The NELP report highlights a few successful worker-led efforts to replace at-will employment with just cause protections:
In 2019, parking lot workers in Philadelphia won the right to fight unfair firings with a just cause law. In 2020, fast food employees in New York City won similar protections. Workers in unions have continued to fight for just cause in their contracts. In recent years, journalists at publications ranging from the New Yorker to the New York Times’ Wirecutter to BuzzFeed have successfully fought for and won just cause protections in their union contracts. And rideshare drivers won new legislation—first in Seattle and then in Washington statewide—protecting them against unfair terminations.
Of course, much more needs to be done, and the NELP report provides a useful list and discussion of key protections to be included in any just cause legislation. Some of the most important are:
- The employer must be required to demonstrate a good reason to discharge an employer.
- Certain actions, such as refusing to work under dangerous conditions, should be excluded as grounds for discharge.
- Workers must be given fair notice and an opportunity to address problems.
- Just cause protections should apply to temporary and staffing agency employees.

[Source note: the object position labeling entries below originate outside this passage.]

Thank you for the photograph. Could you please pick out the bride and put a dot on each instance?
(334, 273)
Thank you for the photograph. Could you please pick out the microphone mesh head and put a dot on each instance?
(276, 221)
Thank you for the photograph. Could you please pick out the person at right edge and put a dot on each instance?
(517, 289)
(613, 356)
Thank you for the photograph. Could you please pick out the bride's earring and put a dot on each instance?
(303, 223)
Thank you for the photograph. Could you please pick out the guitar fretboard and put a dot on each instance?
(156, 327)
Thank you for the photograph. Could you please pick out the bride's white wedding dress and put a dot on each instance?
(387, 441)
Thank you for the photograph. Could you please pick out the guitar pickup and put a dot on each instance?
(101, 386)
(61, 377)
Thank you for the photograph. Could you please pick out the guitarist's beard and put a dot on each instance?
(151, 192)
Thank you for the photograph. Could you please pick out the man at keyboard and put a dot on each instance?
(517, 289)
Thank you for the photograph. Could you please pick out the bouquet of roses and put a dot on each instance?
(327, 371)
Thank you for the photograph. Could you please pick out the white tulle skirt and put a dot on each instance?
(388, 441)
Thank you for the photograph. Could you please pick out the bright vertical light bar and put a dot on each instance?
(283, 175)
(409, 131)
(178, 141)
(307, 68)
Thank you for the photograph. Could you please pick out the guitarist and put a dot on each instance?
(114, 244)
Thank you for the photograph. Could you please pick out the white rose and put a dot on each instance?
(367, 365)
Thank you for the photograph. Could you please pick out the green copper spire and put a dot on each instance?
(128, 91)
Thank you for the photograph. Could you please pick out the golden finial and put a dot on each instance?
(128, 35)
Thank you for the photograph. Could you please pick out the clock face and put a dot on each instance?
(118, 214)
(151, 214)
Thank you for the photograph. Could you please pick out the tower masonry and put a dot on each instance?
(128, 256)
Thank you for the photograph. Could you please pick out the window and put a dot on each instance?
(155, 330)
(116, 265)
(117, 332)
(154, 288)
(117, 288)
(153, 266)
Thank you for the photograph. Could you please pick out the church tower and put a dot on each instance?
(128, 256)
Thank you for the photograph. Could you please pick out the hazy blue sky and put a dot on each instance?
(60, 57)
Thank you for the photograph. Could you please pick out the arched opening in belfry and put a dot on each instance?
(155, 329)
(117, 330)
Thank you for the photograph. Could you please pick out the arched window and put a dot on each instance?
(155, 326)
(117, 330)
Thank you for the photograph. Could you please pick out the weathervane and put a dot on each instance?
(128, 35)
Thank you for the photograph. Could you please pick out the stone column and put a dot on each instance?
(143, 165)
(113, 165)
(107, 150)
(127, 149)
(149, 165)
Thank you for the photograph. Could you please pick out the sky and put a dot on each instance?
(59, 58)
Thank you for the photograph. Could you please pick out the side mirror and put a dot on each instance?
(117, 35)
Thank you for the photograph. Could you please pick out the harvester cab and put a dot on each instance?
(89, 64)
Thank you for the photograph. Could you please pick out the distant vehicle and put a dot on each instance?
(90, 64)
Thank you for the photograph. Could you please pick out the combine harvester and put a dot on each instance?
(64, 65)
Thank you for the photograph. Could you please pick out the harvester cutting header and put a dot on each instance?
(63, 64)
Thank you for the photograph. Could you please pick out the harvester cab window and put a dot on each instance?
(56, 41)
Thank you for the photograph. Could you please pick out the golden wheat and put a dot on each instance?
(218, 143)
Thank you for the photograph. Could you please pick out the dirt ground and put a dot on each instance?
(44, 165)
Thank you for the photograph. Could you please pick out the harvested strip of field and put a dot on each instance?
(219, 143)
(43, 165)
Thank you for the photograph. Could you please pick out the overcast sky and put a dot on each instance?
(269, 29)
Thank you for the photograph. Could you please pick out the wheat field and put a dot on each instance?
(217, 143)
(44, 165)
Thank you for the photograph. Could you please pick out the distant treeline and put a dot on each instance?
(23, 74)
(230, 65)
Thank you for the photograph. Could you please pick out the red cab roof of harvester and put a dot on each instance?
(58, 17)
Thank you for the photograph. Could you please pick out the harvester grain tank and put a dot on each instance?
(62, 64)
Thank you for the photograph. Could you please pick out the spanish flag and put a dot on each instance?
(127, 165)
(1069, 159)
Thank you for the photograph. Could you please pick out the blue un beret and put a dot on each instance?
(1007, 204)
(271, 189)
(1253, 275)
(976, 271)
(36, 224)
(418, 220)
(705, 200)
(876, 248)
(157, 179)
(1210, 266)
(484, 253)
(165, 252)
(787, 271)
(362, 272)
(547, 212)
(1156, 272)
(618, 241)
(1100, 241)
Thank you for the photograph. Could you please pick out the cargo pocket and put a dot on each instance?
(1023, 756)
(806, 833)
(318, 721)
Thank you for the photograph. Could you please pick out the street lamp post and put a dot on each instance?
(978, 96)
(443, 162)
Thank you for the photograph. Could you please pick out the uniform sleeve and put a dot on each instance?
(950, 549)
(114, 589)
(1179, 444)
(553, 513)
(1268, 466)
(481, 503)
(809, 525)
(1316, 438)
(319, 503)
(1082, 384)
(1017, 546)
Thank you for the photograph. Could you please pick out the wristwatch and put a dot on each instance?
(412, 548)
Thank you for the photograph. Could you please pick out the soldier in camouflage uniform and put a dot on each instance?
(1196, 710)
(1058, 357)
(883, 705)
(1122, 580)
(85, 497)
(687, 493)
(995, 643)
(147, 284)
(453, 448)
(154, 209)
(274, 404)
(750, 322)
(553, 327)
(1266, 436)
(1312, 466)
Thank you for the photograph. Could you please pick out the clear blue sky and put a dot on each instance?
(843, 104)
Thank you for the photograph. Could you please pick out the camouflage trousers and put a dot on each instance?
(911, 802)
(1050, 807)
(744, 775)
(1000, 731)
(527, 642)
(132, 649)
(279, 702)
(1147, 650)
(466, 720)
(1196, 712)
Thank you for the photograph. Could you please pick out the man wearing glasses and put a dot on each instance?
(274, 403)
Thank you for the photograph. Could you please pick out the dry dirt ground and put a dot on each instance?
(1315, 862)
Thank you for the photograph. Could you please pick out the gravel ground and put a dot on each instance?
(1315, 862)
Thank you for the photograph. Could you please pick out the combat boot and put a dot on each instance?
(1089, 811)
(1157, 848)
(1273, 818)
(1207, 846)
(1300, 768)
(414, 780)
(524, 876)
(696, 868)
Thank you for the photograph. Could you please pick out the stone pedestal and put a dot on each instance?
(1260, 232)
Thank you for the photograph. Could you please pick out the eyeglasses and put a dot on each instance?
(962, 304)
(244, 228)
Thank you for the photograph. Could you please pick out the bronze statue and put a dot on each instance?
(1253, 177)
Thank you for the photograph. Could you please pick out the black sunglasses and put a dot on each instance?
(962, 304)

- Discharged workers should receive severance pay.
- Gig workers should be protected from “deactivation” without just cause.
- There should be strong remedies for violation of the just cause policy.
- There should be effective enforcement vehicles that include opportunities for workers to bring enforcement actions on their own.
Sadly, most workers in the United States know little about labor laws and working conditions in other countries and as a result tend to accept existing arrangements, such as at-will employment, as best practice. We need to shake things up—that should include a concerted effort to educate students from elementary school on up about the realities of work under capitalism and a trade union-led campaign to press elected local, state, and federal representatives to pass legislation that replaces the current at-will employment standard with one that protects worker rights.